Üstadımız hazretleri işaratül i'cazda ne güzel
ifade etmiş "..yüksek hissiyat ile güzel ahlâkın neşv ü neması, ancak
mücahede ve içtihad ile olur."


"AHLÂKIN EN GÜZELİ ALLAH'IN YÜCE AHLÂKIDIR"
Bir
hadîsinde Hz. Peygamber (asm): "Allah'ın ahlâkı ile ahlâklanın"
buyurur. Mesela Allah'ın (c.c) sıfatlarından biri "Gafûr"dur. Günahları
bağışlayıcı demektir. Bu sıfatla sıfatlanan bir kimse kusurları
bağışlayıcı olmalıdır. Diğer bir sıfatı "Halîm"dir. Bu sıfatı
kendisinde huy edinen bir kimse sert olmamalı, yumuşak başlı ve
mütevazi olmalıdır. Yine Allah'ın (c.c) sıfatlarından biri "Settar"dır.
Yani günahları örtücüdür. Müslüman da, din kardeşinin kusurunu
örtmelidir. Allah (c.c) "Kerîm"dir, "Rahîm"dir. Yani lütfu, ihsanı bol
ve merhameti çoktur. Müslüman da, cömert ve merhametli olmalıdır! Yani
bütün hareket ve davranışları hikmetli, isabetli ve Allah'ın rızasına
uygun olmalıdır. Böylece Allah'ın güzel ahlâkıyla ahlâklanmış olur.
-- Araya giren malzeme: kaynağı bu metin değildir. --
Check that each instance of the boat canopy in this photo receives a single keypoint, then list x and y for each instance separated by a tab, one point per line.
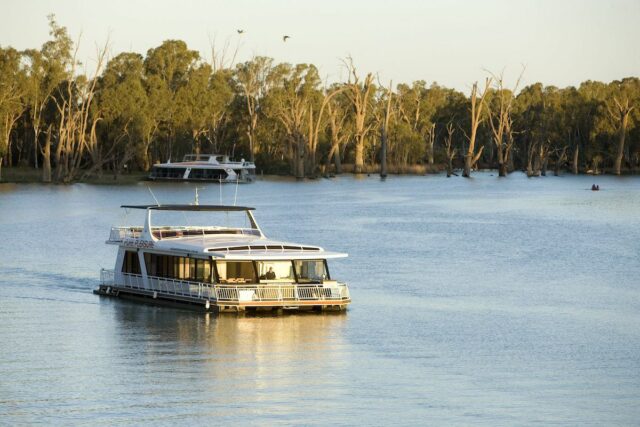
209	208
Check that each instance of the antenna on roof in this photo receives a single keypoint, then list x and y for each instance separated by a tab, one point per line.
153	195
196	200
235	198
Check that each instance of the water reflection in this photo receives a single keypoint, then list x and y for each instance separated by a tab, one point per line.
275	364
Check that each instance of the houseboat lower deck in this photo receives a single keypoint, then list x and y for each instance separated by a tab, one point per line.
219	268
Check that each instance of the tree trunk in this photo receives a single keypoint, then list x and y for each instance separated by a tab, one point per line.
467	166
46	158
620	152
300	157
383	153
337	161
502	167
359	160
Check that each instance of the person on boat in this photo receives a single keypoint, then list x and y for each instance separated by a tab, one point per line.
270	274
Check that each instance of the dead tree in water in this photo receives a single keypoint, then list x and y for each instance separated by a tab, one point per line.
76	128
620	114
501	121
360	96
384	133
449	149
337	129
430	138
471	157
561	157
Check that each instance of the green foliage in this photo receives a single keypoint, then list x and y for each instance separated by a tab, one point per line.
169	103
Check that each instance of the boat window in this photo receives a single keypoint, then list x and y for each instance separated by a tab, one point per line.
181	268
236	272
311	271
131	263
275	270
160	172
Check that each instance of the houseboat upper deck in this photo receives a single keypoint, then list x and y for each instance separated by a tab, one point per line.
219	267
205	167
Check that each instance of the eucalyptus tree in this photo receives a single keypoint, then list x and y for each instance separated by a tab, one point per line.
12	89
46	69
121	101
361	96
340	126
500	114
294	97
221	92
194	104
471	157
77	119
620	107
168	67
384	129
253	80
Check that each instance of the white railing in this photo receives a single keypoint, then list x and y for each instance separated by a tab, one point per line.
118	234
165	285
280	293
242	293
132	234
107	277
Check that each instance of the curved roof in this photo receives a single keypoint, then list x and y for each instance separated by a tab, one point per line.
215	208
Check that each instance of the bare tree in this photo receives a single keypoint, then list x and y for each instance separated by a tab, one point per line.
338	132
430	138
76	129
450	151
360	96
384	134
501	121
561	158
471	157
621	115
252	78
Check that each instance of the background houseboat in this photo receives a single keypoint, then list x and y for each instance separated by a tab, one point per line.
231	267
205	167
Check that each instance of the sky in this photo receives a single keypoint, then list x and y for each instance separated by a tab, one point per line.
453	43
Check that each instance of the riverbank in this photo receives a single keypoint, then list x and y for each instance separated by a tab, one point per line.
28	175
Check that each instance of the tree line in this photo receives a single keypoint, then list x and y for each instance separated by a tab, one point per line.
134	111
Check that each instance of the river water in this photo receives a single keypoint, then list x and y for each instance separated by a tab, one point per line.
486	301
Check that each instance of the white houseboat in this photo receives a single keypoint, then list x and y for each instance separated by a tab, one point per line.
205	167
219	267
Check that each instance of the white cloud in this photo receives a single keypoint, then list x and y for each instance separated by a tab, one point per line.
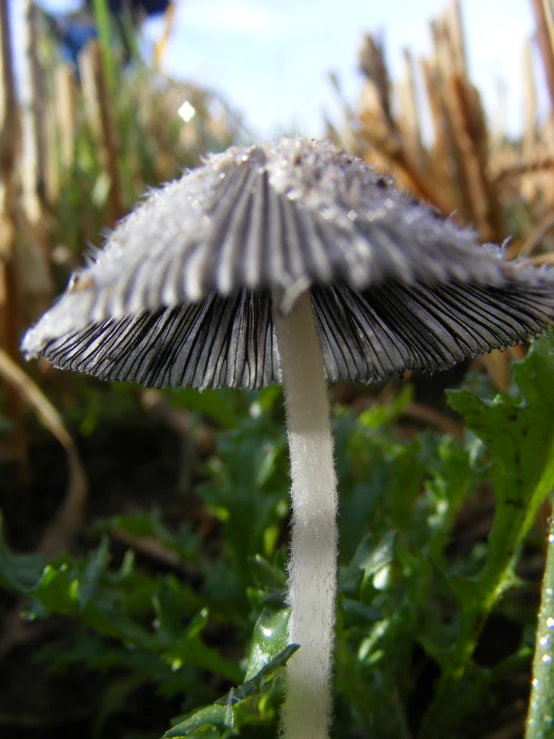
241	18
İşte Allah'ın sevdikleri ve Allah'a yakın sevgili kullar esma-i hüsnanın tecellisine mazhar olurlar, güzel ahlâk sahibi olurlar


GÜZEL AHLÂKIN ALÂMETLERİ
Bedîüzzaman
hazretleri "güzel ahlâk insana güzel fikirler verir. Fena ahlâk sahibi
ise fena düşündüğünden fena levhalar görür" diyerek güzel düşünmeyi ve
güzel bakmayı güzel ahlâkın alâmeti olarak gösterirken, kötü düşünce
menbaını da kötü ahlâk olarak belirlemiştir..
İnsaflı olmak,
insanların hatasını görmemek, hüsnü zan etmek, su-i zandan kaçınmak,
arkadaşlarının eziyetlerine göğüs germek, onlardan şikayetçi olmamak,
hep kendi ayıp ve kusurlarıyla meşgul olmak, kendi nefsini kınamak,
güler yüzlü olup, herkesle yumuşak konuşmak güzel ahlâkın en bariz
alametlerindendir.
Güzel ahlâklı kimse, edeplidir az konuşur, hatası
azdır, gıybet etmez, Allah için sever, Allah için buğzeder, emanete
riayet eder, komşu ve arkadaşını korur. Bütün hasletlerin başı ise
hayadır.


AHLÂKÎ ÇÖKÜŞE SEBEP SIKINTI, ZULÜM VE YEİSTİR
İman
zayıflığı ve namazsızlık ile hasıl olan ruhî sıkıntılar ve zulme
uğramak ahlâkın bozulması ve sefahate önde gösterilen sebeplerdendir.
Zira sıkıntı ve zulme uğrayanda ekseriya ümitsizlik hasıl olur. Yeis
ise güzel ahlâkı kötü ahlâka değiştirebilecek kadar şedid bir zehirdir!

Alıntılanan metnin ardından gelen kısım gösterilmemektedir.